Tre anni luce / Three Light-Years

Argomento: Romanzo
Autore: Andrea Canobbio
Pubblicazione: 5 marzo 2019

Ogni lettore sa che alcuni romanzi sono scritti secondo una trama guidata, altri lo sono nei personaggi. E altri ancora lo sono nella lingua: per gli autori che edulcorano ogni sfumatura vorremmo allora soffermarci su ogni parola e spesso torniamo a rileggere quella frase che abbiamo appena letto perché vorremmo riassaporarla di nuovo. Tre anni luce di Andrea Canobbio (Feltrinelli, 2013) rientra a mio avviso in quest’ultima categoria. Certo, la trama è importante e la descrizione dei personaggi è notevole, ma tra lo stile e la storia, vince lo stile, senza dubbio. Non voglio dire con questo che l’autore si sia impegnato in giochi pirotecnici o in acrobazie stilistiche. No, assolutamente. La lingua di Canobbio è raffinata e riservata, sempre contenuta. Non c’è la minima ostentazione o stravaganza e niente di sgargiante nella trasposizione in inglese. La mia editor presso Farrar Straus & Giroux conosce l’italiano e mi ha raccontato di traduzioni dall’italiano a volte con troppi orpelli in inglese: “L’espressività in italiano può diventare fiorita e inappropriata in inglese.” Non c’è stata la minima probabilità che questo accadesse nel tradurre la prosa elegante e riservata di Canobbio.

In un certo senso, la lingua in sé, il tono distanziato che Canobbio evoca, potrebbero dare l’impressione che i personaggi siano costruiti, a questo fanno eco la reticenza e diffidenza del protagnista Claudio Viberti, il “timido e riservato internista” per cui la cauta limitazione lo trattiene dal rivelare i propri sentimenti a Cecilia, un medico dello stesso ospedale. I due corpi sono fatti l’uno per l’altra, tuttavia la reciproca attrazione, sebbene intensa, non riesce a manifestarsi, è come una costellazione le cui linee vengono cancellate: la reciproca cautela gli fa mantenere le distanze. Roberto Ferrucci, in un’intervista a L’Indice dei libri del mese scrive: “Canobbio attraversa le vite con una scrittura apparentemente piana, priva di picchi, apparentemente adeguata alla scansione che della propria vita danno i personaggi del libro. Ma solo apparentemente, perché poi ci vuole grande maestria a mantenere costante quell’andatura e, soprattutto, riuscire ugualmente a tenere legato il lettore al testo, attraverso la pura forza della scrittura.” La grazia e la bellezza della prosa di Canobbio pesano molto nella scrittura: la “lirica ha un uso paziente delle parole, delle metafore”, come sostiene la mia editor.

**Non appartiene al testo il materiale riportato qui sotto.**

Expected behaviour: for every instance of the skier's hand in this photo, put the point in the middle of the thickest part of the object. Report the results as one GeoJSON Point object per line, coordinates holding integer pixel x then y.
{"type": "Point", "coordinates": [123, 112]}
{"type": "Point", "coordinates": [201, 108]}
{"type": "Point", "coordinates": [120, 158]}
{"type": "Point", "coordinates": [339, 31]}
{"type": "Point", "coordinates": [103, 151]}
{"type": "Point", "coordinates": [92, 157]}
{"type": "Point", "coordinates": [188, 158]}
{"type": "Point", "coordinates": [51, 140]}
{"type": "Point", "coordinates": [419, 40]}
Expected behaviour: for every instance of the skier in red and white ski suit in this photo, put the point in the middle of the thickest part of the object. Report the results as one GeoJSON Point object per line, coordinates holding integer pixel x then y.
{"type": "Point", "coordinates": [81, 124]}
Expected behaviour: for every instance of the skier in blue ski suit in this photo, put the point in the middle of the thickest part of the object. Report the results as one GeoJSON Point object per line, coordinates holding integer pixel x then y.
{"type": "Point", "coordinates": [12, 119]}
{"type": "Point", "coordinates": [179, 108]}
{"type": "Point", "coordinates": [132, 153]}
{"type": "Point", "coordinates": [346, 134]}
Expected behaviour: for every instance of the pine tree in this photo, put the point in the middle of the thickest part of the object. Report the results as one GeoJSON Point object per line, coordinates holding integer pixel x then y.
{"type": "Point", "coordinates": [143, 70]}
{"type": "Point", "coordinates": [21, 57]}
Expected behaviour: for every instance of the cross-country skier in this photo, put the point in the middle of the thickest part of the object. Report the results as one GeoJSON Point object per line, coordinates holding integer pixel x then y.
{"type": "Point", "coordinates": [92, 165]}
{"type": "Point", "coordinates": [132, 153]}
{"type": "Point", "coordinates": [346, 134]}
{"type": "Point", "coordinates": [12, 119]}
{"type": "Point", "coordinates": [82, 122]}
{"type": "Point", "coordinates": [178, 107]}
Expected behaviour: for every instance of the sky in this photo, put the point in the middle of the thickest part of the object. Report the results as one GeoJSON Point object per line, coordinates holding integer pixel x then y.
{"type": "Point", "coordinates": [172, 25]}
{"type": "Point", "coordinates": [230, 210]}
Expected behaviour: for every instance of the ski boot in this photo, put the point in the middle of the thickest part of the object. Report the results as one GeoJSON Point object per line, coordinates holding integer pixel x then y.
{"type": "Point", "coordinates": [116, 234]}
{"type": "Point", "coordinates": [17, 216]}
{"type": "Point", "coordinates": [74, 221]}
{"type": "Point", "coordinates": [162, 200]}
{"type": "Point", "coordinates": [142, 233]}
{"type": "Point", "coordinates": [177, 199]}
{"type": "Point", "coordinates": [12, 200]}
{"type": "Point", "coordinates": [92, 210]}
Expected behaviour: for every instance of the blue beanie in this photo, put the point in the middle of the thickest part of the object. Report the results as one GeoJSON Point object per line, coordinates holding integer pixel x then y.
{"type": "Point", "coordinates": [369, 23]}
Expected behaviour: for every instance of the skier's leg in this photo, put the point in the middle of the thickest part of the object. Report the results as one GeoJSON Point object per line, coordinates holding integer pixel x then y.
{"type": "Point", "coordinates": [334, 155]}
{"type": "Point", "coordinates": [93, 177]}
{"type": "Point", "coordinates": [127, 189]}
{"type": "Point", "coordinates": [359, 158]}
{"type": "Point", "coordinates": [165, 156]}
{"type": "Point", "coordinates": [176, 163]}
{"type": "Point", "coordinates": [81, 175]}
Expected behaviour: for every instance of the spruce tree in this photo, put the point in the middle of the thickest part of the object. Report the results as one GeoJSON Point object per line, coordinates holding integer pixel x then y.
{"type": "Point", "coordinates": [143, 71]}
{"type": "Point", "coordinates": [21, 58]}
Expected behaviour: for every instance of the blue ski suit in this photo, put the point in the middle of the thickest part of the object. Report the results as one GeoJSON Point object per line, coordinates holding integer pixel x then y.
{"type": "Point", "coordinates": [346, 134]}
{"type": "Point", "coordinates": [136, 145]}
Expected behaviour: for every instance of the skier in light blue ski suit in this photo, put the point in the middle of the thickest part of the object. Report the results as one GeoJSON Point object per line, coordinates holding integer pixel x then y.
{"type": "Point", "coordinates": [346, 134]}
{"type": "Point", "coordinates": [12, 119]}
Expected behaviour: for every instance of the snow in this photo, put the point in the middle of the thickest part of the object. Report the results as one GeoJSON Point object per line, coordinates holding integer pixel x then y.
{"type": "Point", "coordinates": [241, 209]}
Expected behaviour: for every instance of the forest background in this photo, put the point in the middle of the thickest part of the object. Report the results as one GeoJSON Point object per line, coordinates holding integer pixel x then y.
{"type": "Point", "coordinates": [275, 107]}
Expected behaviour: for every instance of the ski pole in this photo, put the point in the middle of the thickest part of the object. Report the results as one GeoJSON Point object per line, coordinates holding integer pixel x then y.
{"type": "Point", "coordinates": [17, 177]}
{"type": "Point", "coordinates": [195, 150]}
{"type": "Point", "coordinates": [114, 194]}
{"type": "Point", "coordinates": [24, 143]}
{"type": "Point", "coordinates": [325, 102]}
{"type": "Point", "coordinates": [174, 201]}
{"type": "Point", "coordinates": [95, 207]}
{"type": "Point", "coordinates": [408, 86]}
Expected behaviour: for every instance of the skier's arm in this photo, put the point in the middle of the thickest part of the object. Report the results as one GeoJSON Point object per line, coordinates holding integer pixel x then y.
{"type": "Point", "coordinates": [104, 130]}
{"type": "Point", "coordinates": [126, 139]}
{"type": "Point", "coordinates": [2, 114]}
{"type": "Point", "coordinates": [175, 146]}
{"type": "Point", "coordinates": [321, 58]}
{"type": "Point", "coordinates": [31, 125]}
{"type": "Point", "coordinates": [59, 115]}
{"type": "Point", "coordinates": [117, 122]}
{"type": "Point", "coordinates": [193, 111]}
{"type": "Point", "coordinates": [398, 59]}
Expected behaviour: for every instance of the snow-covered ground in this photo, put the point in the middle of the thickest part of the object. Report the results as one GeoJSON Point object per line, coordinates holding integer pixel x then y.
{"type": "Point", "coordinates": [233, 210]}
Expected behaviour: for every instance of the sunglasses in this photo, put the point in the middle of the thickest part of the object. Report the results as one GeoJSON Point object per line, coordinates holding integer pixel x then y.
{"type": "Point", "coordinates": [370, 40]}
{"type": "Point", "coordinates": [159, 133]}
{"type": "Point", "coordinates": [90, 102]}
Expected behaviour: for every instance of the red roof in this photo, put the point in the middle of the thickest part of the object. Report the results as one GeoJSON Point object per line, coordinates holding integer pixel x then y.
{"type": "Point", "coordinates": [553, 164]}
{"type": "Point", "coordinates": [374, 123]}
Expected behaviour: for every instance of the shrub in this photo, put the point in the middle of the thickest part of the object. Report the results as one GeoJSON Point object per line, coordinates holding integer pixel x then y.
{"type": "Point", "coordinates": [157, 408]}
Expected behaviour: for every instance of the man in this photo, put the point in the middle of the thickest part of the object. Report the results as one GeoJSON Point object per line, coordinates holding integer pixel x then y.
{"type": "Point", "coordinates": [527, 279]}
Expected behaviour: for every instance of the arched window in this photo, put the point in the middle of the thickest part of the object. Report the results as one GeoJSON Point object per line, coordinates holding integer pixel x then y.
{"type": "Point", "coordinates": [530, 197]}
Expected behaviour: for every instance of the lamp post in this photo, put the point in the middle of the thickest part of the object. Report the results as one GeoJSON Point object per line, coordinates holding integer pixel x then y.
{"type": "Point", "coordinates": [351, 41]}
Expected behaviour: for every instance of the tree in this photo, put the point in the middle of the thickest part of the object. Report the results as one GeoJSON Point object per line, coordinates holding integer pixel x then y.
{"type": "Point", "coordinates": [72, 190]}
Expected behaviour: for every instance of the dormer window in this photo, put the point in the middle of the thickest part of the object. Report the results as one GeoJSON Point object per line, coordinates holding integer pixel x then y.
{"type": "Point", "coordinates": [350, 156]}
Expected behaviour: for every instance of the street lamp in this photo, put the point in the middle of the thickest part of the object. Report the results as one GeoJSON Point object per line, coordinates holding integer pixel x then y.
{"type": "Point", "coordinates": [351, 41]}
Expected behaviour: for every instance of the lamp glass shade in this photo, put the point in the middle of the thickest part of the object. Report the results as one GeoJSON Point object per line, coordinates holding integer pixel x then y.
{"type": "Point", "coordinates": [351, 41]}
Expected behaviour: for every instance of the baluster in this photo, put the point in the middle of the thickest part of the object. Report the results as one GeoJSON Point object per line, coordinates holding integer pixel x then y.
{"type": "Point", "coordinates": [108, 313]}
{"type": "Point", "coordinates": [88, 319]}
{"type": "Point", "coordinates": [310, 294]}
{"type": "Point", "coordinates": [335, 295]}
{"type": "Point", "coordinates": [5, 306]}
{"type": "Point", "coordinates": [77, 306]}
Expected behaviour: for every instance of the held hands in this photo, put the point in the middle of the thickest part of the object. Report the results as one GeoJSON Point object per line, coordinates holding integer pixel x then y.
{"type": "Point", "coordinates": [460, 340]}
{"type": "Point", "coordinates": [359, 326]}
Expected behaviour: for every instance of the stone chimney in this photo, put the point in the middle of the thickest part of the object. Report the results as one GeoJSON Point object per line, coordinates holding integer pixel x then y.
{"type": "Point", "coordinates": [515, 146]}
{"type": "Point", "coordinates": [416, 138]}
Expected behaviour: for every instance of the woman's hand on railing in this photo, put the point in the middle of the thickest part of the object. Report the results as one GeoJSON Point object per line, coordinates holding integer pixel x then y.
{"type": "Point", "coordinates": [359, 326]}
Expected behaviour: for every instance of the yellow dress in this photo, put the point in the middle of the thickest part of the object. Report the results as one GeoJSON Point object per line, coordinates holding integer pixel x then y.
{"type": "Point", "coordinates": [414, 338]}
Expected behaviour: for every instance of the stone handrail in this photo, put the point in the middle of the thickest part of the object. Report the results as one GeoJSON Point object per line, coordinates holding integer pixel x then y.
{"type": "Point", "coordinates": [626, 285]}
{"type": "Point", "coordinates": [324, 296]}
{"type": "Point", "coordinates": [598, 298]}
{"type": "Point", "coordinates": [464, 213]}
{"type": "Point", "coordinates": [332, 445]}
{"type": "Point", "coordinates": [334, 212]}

C’è inoltre un’evidente chiarezza e precisione nella sua scrittura, una qualità meticolosa. Il revisore di Three Light-Years, Anna Atie scrive su Doppiozero: “La scrittura di Canobbio è sempre minuta, precisa, atta a definire con straordinaria abilità luoghi (sullo sfondo, una città di fiume la cui dolcezza del profilo sembra alludere a Torino) e stati dell’anima che non si presentano mai immediatamente e completamente decifrabili alla coscienza. La grazia di uno stile ben temperato, e una chiarezza stessa della lingua che ricorda da vicino quel petit pan de mur jaune, il lumen riflesso nello specchio convesso di un maestro olandese.” Il riferimento alla pittura olandese rimanda a Proust con il “petit pan de mur jaune” con cui allude a una tela di Vermeer “Veduta di Delft”, mentre il “lumen riflesso nello specchio convesso” evoca la tecnica dei maestri olandesi nel riflettere la luce, lumen o splendore, piuttosto che lux, la luce naturale e l’ombra preferite dai pittori del Rinascimento. C’è stato in effetti un lungo dibattito sull’uso o meno da parte di Vermeer di una camera oscura per catturare la luce e riportarne il dettaglio sulle tele. Il revisore sembra dire che lo stile di Canobbio ha una lucidità e un’esattezza che rimandano a quel lumen.

Con il testo a fronte, come può il compito del traduttore non diventare una sfida e un diletto? Il diletto di assaporare la ricchezza e la suggestione nelle parole dell’autore con infinite possibilità di senso e la sfida di farle rivivere, trasformate, in un’altra lingua. Come disse Emily Dickinson: A little overflowing word … As eloquent appears. (“Una piccola parola traboccante… Come eloquente appare”).